Wenigstens gab es ein paar Kandidatinnen, die nackte Tatsachen zeigten. Alleine schon der Mut, auf einer Migros Werbung Unterwäsche zu zeigen, gehört eigentlich belohnt. Aber genaugenommen zeigt auch das nicht mehr als ein Bild im Deux-Piece oder der Krawatte. Und ein Bild wird nie zeigen können, was die Person in Bern für mich machen wird. Keiner hatte den Mut, sich beispielsweise bei seinem täglichen Arbeitsweg ablichten zu lassen. Oder am Abend, im Ausgang. Fotos müssen "schön" sein.

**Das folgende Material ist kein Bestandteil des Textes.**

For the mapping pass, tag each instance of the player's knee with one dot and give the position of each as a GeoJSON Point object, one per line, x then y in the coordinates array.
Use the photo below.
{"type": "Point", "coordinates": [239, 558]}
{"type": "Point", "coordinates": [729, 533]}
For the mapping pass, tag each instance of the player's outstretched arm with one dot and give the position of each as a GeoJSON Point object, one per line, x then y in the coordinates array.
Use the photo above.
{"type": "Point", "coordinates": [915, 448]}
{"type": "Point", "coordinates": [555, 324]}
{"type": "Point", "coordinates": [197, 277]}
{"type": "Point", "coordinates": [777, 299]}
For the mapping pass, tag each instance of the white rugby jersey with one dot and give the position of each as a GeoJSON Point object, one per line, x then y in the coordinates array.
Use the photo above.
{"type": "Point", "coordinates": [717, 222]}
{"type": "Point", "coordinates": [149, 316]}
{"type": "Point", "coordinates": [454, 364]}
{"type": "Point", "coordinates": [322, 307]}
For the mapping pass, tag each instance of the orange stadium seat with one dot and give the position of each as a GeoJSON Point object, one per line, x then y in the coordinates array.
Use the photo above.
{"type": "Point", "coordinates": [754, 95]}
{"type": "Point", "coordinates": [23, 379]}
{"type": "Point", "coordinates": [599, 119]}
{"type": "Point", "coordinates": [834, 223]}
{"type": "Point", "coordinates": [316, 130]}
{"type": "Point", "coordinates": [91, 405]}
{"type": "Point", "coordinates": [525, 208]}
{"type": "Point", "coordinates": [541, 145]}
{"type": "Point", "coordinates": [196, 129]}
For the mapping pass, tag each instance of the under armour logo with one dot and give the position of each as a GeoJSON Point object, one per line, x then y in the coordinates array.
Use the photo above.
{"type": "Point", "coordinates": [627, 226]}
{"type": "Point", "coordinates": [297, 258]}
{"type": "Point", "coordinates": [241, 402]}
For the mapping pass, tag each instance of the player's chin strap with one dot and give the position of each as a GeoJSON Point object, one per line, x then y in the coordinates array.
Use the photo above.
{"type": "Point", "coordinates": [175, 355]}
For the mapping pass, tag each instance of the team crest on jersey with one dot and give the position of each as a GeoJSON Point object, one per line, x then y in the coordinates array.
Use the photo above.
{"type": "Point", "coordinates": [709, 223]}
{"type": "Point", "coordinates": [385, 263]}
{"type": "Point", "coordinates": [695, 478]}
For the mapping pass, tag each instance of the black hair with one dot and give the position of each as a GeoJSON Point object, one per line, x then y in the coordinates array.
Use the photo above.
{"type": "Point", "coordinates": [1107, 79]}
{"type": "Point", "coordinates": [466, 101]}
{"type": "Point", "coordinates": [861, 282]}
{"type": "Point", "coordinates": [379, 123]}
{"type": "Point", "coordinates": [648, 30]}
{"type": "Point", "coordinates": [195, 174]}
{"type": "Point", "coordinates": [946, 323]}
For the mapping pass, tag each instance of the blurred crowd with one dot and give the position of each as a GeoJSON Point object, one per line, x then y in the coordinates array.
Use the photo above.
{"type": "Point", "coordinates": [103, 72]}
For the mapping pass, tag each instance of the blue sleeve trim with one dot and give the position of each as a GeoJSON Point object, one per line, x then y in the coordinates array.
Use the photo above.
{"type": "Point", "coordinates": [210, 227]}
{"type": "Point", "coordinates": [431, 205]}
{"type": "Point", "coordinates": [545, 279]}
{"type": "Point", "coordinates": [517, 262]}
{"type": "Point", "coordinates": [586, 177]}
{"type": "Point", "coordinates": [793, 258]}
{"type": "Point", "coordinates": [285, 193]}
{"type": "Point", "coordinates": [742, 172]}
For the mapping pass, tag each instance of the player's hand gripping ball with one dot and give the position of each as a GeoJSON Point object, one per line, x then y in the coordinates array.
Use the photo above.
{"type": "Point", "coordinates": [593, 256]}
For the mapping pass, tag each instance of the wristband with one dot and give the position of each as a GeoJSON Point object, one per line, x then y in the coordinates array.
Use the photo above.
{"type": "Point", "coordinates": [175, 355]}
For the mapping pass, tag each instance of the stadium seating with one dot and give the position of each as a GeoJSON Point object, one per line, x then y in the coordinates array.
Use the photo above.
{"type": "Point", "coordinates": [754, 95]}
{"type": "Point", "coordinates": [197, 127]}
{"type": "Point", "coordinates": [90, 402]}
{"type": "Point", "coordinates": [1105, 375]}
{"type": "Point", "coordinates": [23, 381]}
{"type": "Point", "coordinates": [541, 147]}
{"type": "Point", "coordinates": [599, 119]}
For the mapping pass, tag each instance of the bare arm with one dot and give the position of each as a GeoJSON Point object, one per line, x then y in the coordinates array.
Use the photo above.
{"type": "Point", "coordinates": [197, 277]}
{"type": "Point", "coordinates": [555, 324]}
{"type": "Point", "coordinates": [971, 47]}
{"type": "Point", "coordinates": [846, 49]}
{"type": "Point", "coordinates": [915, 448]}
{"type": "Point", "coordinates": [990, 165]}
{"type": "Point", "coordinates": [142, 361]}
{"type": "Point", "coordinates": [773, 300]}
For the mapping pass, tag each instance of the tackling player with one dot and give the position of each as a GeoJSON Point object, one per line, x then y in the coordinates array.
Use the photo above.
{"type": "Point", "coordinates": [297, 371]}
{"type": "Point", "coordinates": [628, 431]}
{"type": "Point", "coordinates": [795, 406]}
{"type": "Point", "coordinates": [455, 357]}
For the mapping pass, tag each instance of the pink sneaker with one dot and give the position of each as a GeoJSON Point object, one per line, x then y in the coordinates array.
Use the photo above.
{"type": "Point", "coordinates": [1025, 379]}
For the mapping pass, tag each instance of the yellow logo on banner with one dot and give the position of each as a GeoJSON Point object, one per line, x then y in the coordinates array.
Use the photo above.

Zwei drei Politiker kenne ich persönlich. Ich würde ihnen meine Stimme geben, auch wenn sich unsere Vorstellungen über den zukünftigen Weg der Schweiz nicht wirklich decken. Aber ich habe bei ihnen das Gefühl, nicht nur einen Namen aufzuschreiben, sondern einem Menschen eine Stimme zu geben. Aber - sie leben in anderen Kantonen oder sind gar nicht zur Wahl gestellt.
Irgendwann wird die Euphorie vorbei sein, die Wahlversprechen müssen eingelöst werden. Es werden Beschlüsse gefasst, Gesetze erlassen. Und in diesem Moment bekomme ich noch einmal eine Chance. Nicht zu einem Kopf, einem Bild "Ja" oder "Nein" zu sagen, sondern zu einem Sachgeschäft, dessen Tragweite ich für mein eigenes Leben und das meiner Familie abschätzen kann. Habe ich schon geschrieben, dass ich unsere Demokratie einfach toll finde?
Auf alle Fälle freue ich mich, wenn die Plakate endlich unten sind und die allgemeine Hetze der vergangenen Tage der Vergangenheit angehört.